DeLuzio applauded the state bills, and said the federal government needs to similarly step in as PBMs impact local pharmacies across the country.

“Health care can be one of the biggest costs facing families here in western Pennsylvania,” he said. Deluzio said that the Biden Administration's Inflation Reduction Act helped control prices by allowing the federal government to negotiate with drug manufacturers.
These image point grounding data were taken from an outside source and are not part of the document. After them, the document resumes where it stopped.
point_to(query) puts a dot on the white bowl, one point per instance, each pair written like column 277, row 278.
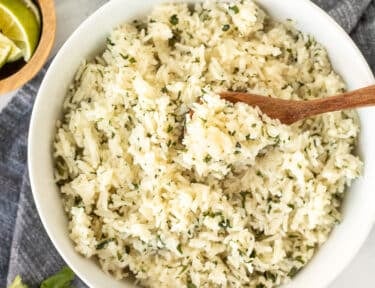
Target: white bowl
column 88, row 40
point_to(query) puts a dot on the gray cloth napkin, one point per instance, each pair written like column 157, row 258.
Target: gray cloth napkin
column 25, row 248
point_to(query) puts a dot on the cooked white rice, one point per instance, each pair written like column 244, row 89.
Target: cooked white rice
column 223, row 196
But he said there is more work to be done.

“We should be standing shoulder to shoulder, regardless of party, like you're seeing today in the fight against rising costs to keep our local pharmacies strong and healthy and give folks a chance to not risk financial ruin just for getting the medicine they need,” he said.

Both the state House and Senate bills have been introduced and referred to committee. Benham acknowledged that lawmakers still need to iron out details, but stressed that the issue has bipartisan support.

Such regulations would also appear to have the backing of Gov. Josh Shapiro, who called for a broad changes to the industry in his annual budget address in February.

Gaydos stressed that not all PBMs engage in the practices she seeks to regulate, but said lawmakers should prevent larger companies from taking advantage of pharmacies and patients.

“Greater transparency, more accountability and clear oversight will help ensure that the free market is working to provide the best care at the best price, and to ensure that PBMs act in the best interest of patients,” she said.